The software package and documentation can be downloaded at https://github.com/SkAT-VG/SDT/releases
Control and Mapping:
Each sound model is provided with a customizable control layer that allows to connect the vocal and gestural descriptors to the interactive parameters. While one-to-one and one-to-many mapping is a trivial task to accomplish, many-to-one associations are achieved through specific Js functions, that can be recalled and edited in the control layer, directly. Finally, a control module per parameter allows to smooth, scale, and eventually distort the audio feature value into the range meaningful for the control parameter.
An opposite approach is that of training a classifier by examples provided by a specific user. We tested this approach by using MuBu objects for content-based real-time interactive audio processing, under Cycling’74 Max.
The MuBu.gmm object extracts Mel-Frequency Cepstral Coefficients (MFCC) from audio examples (at least one example per sound class), and models each sound class as a mixture of Gaussian distributions. In the recognition phase, the likelihood for each class is estimated, and it can be used as a mixing weight for the corresponding sound model.
The classification tree is implemented in a Max/MSP patch for online recognition.
The vocal input undergoes the same processing adopted for the offline training so each imitation is analyzed and then the Median and IQR values are used in the classification tree. The classifiers select one of the classes and a synthetic example of that class is then played back to the user.
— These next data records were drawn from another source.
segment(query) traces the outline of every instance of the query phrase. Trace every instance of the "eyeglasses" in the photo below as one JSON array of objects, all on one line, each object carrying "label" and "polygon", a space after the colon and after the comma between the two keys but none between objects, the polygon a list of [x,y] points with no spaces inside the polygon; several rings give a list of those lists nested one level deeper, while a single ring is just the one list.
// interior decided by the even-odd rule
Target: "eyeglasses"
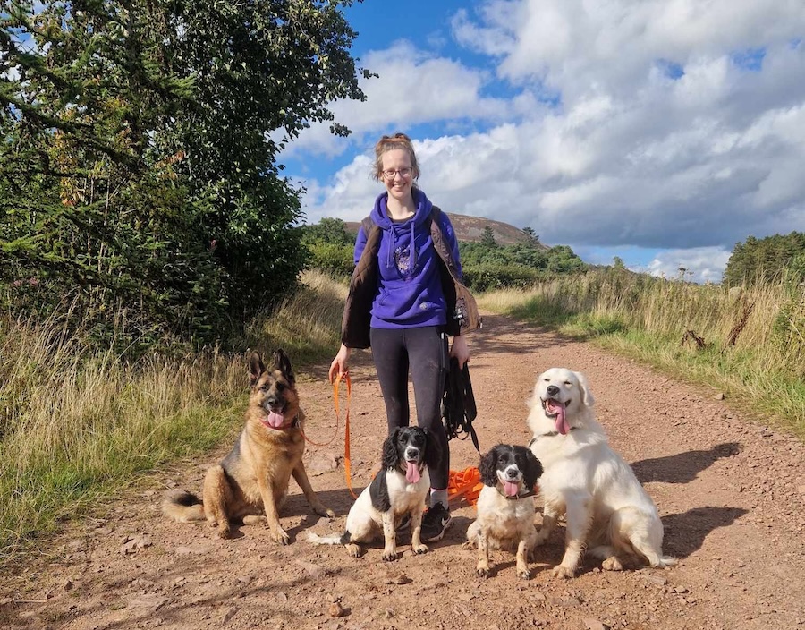
[{"label": "eyeglasses", "polygon": [[411,166],[406,166],[405,168],[397,168],[396,170],[390,168],[387,171],[383,171],[383,175],[388,179],[394,179],[397,176],[398,173],[402,179],[408,179],[411,177],[411,174],[413,173],[413,169]]}]

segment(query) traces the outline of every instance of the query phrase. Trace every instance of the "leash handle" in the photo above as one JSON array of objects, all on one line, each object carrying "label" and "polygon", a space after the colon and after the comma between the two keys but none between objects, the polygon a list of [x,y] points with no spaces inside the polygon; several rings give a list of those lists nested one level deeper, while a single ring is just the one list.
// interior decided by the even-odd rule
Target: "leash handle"
[{"label": "leash handle", "polygon": [[338,420],[341,417],[338,408],[338,386],[341,384],[342,377],[347,386],[347,410],[343,429],[343,475],[352,498],[358,498],[358,495],[352,490],[352,465],[350,460],[350,403],[352,398],[352,382],[350,380],[349,372],[339,372],[338,376],[335,377],[335,381],[333,383],[333,397],[335,403],[335,430],[336,431],[338,430]]}]

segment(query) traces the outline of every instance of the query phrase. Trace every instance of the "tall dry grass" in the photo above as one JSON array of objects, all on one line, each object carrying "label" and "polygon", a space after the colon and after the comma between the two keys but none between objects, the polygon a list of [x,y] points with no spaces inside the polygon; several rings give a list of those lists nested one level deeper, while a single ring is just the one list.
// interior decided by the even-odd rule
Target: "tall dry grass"
[{"label": "tall dry grass", "polygon": [[784,277],[727,289],[597,270],[479,302],[717,387],[805,436],[805,292]]},{"label": "tall dry grass", "polygon": [[[284,347],[297,369],[331,357],[346,288],[308,274],[244,345]],[[0,559],[30,548],[171,459],[236,431],[248,389],[246,353],[154,355],[130,365],[55,320],[0,316]]]}]

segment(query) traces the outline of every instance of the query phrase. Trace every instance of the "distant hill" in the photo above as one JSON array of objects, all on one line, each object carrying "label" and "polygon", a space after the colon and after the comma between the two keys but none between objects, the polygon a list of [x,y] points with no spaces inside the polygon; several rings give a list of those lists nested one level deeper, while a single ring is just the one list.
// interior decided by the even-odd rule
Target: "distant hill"
[{"label": "distant hill", "polygon": [[[495,219],[484,218],[483,217],[456,215],[452,212],[448,212],[447,216],[450,217],[450,222],[455,229],[458,240],[464,243],[480,241],[487,226],[492,228],[492,233],[495,234],[495,243],[498,245],[513,245],[528,241],[528,235],[522,230],[503,221],[496,221]],[[346,221],[345,225],[350,234],[358,234],[358,228],[360,226],[360,222]],[[550,249],[542,243],[539,245],[546,250]]]}]

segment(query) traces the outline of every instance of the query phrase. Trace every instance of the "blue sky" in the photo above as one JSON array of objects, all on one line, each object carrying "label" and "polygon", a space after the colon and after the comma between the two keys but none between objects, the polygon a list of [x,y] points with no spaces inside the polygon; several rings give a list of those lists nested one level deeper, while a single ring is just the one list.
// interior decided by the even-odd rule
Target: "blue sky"
[{"label": "blue sky", "polygon": [[530,226],[588,262],[721,278],[747,236],[805,231],[801,0],[368,0],[364,103],[280,161],[306,220],[360,220],[383,133],[414,140],[449,212]]}]

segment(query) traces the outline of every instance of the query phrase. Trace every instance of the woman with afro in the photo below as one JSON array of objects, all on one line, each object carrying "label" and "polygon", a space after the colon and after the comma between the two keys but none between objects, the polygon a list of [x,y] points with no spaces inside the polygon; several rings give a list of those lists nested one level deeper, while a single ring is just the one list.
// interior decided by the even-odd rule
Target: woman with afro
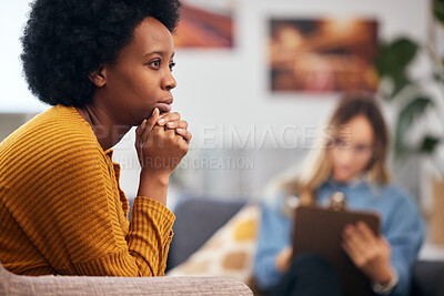
[{"label": "woman with afro", "polygon": [[[0,263],[10,272],[164,274],[169,176],[191,140],[170,112],[179,9],[178,0],[32,3],[23,72],[52,108],[0,144]],[[142,169],[129,221],[111,147],[132,126]]]}]

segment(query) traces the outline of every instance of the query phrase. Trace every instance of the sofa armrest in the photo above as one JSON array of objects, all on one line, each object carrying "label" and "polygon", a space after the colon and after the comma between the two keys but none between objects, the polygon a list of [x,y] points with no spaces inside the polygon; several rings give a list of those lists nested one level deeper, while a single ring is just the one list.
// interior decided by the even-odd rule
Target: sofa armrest
[{"label": "sofa armrest", "polygon": [[444,295],[444,261],[418,261],[413,268],[412,296]]},{"label": "sofa armrest", "polygon": [[224,277],[19,276],[0,265],[0,295],[253,295]]}]

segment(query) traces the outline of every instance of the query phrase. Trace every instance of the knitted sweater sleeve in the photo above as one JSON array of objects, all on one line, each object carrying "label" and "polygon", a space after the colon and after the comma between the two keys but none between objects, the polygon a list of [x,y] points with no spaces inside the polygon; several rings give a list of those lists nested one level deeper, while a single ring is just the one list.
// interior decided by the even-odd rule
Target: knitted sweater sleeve
[{"label": "knitted sweater sleeve", "polygon": [[174,215],[138,196],[128,225],[112,163],[93,134],[77,131],[17,141],[6,206],[58,274],[163,275]]}]

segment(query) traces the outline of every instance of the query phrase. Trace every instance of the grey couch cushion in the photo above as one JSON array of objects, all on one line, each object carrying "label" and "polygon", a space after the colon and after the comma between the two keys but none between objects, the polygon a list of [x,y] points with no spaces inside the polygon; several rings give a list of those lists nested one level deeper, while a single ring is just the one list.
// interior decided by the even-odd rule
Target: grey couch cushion
[{"label": "grey couch cushion", "polygon": [[444,262],[420,261],[413,269],[412,296],[444,295]]},{"label": "grey couch cushion", "polygon": [[244,204],[245,201],[240,200],[182,196],[174,210],[174,236],[168,255],[167,271],[198,251]]},{"label": "grey couch cushion", "polygon": [[223,277],[18,276],[0,264],[0,295],[253,295]]}]

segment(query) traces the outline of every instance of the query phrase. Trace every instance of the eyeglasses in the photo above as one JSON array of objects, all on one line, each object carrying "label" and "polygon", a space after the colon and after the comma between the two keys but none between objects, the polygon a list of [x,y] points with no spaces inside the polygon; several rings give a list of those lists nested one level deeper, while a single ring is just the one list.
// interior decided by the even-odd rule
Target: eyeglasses
[{"label": "eyeglasses", "polygon": [[357,156],[366,156],[369,154],[373,154],[375,151],[373,145],[365,145],[365,144],[352,145],[350,141],[344,141],[342,139],[333,140],[331,147],[340,149],[342,151],[351,150]]}]

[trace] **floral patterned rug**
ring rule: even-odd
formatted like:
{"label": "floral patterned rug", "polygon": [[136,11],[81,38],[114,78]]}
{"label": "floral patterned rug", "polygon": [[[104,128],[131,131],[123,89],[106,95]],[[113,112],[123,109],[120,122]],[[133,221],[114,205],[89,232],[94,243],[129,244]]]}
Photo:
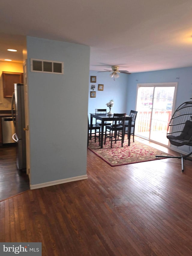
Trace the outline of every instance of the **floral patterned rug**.
{"label": "floral patterned rug", "polygon": [[127,140],[125,140],[122,148],[120,141],[117,141],[116,144],[113,142],[112,148],[111,149],[110,142],[106,141],[106,144],[101,149],[98,143],[95,143],[94,140],[92,140],[89,141],[88,149],[111,166],[164,159],[163,158],[155,158],[156,155],[170,155],[135,140],[135,142],[133,142],[132,138],[129,146],[128,146],[128,141]]}

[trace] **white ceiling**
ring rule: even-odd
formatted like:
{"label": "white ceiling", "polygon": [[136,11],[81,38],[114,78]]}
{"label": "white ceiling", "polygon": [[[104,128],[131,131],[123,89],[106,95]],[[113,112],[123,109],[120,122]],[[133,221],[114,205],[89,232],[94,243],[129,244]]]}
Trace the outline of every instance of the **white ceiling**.
{"label": "white ceiling", "polygon": [[92,70],[192,66],[191,0],[2,0],[0,8],[0,60],[22,62],[29,35],[89,46]]}

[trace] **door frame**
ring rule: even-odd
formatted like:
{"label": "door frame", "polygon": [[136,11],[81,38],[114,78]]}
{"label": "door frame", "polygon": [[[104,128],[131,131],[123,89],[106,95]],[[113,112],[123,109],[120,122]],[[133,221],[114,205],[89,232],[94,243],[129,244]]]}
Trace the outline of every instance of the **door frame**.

The individual-centered selection of sound models, when included in miMic, implies a further sub-mode of use, namely the Train procedure. In our realization the Train procedure is activated when both the buttons of miMic are pushed. To avoid using the GUI for this personalization stage, the user is requested to produce one vocal imitation for each of the five different sounds classes in a precise order, with an audible feedback marking the start and end of each imitation.